Structure of a story is made up of:
- Plot (a sequence of events that make up story)
The copywriter’s food for thought side-tracks into thoughts of food a la Sri Lankan cuisine.
- Introduction (the set up of story, character and theme)
The copywriter and you discuss the meaning of narrative writing.
- Rising Action (a high-point in the action that leads into the story’s turning-point)
The copywriter explains narrative style when his hunger transports him back to Sri Lankan cuisine.
- Climax (the turning point that leads the character(s) to a revelation, realisation, discovery or epiphany)
You discover the meaning and value of narrative writing.
- Falling Action (transitional event pointing to an ending of the story)
You enjoyed this discussion and consider sharing it with friends and colleagues.
- Resolution (a conclusion that embodies the climactic effect)
You exit the story a little wiser, and the copywriter tucks into Sri Lankan fish cutlets for lunch.
Elements of a story include:
- Conflict (tension between problem/solution, cause/effect, question/answer, for/against)
You ask questions, the copywriter gives answers.
- Characterisation (it can be animal, vegetable, mineral, human or idea)
You and the copywriter
- Setting (space — physical, psychological or geographic — and time — past, present or future)
Inside the copywriter’s studio in present time.

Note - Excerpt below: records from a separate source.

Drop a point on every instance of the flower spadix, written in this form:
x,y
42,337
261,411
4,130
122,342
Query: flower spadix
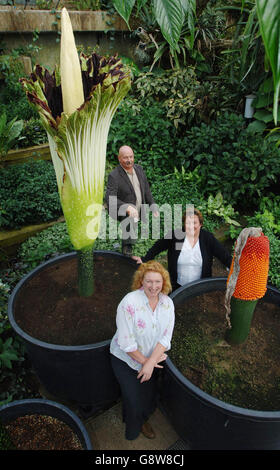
x,y
77,103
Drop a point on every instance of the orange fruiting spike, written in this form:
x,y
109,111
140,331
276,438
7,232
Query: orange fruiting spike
x,y
254,264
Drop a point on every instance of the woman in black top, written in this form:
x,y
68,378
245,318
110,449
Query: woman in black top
x,y
190,251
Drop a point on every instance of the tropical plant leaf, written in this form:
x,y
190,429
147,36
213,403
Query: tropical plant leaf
x,y
124,8
269,19
170,17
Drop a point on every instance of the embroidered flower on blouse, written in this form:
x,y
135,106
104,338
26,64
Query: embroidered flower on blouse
x,y
131,310
141,323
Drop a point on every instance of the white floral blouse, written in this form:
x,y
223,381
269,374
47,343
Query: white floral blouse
x,y
139,327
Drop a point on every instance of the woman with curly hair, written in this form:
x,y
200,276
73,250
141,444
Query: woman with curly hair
x,y
145,322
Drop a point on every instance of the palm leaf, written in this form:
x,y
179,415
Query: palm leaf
x,y
170,17
124,8
269,19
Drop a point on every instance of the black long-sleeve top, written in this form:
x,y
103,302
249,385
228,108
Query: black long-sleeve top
x,y
210,247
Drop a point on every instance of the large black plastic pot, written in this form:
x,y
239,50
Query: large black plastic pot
x,y
19,408
204,421
78,374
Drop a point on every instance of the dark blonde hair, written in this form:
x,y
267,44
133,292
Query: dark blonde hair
x,y
189,212
151,266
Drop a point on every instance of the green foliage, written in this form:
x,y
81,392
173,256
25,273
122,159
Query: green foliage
x,y
28,194
9,132
232,160
86,4
177,90
11,91
269,222
270,34
5,438
33,133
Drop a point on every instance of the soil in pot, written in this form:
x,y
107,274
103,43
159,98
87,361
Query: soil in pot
x,y
42,432
246,375
50,309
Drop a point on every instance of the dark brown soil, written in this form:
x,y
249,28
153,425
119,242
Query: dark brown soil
x,y
40,432
51,310
247,375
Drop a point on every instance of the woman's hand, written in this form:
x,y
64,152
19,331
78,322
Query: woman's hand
x,y
163,357
148,368
137,259
146,372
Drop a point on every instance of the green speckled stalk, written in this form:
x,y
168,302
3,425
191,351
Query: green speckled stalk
x,y
85,272
5,439
240,318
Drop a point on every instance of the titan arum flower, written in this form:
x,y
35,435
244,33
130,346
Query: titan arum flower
x,y
247,282
76,104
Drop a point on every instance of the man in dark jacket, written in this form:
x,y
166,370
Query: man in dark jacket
x,y
127,192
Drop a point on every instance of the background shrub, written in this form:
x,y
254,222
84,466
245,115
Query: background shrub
x,y
232,160
28,194
148,132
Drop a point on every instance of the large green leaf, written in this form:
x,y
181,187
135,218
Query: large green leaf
x,y
170,17
269,19
124,8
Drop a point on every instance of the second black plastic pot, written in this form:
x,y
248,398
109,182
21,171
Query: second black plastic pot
x,y
204,421
18,408
79,374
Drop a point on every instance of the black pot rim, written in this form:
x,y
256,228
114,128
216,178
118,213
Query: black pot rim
x,y
32,273
205,397
53,404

- Theme (message, proposition, premise)
Storytelling as a highly effective means of conveying ideas
- Point of View (the writer’s, the character’s, the client’s, the idea’s)
The copywriter’s (storyteller) and the story style (narrative)
- Sequencing (one event leads to the next in some kind of narrative logic)
A beginning (you appear to challenge the copywriter), a middle (food appears to challenge the copywriter) and an end (the copywriter overcomes the odds to achieve his goal – knowledge for you and Sri Lankan fish cutlets for him)
- Transitions (turning-points along the way that create story developments and move story forward)
Coffee break and lunch break
The copywriter looks up from his laptop to see You slowly fading away with a parting ‘thanks heaps for the know-how’.
TECHNICAL COPYWRITING … THIS WAY PLEASE.
In three words: simplify the complex.
Although this is not unique to technical writing, it is the main aim of the game. If actions need expertise or skill to perform them, technical writing is the enabler.
Enable a set of actions on the part of the audience in pursuit of a defined goal.
The Goal (TICK YOUR PICK):
[ ] software application
[ ] operating industrial equipment
[ ] preventing accidents
[ ] safely consuming a packaged food
[ ] assessing a medical condition
[ ] complying with a law
[ ] coaching a sports team
[ ] Infinite range of possible activities
This usually parallels the product/service development life-cycle. And it likes to come in 6’s.
- Identification of needs, audience(s) and scope
- Research and content development
- Testing — review and revision
- Delivery and production
- Evaluation and feedback
While that is the method by which to practise technical writing, I’d like to add an additional dimension to this called:
Integrated Technical Communications (ITC):
The new aim of of the game based on the good old Integrated Marketing Communications’ strategic point-of-view.
Show how user support, training, customer service, marketing, knowledge sharing and other disciplines intersect.
Six Level Processes:
Bring technical communications to the boardroom table alongside marketing, public relations and internal communications.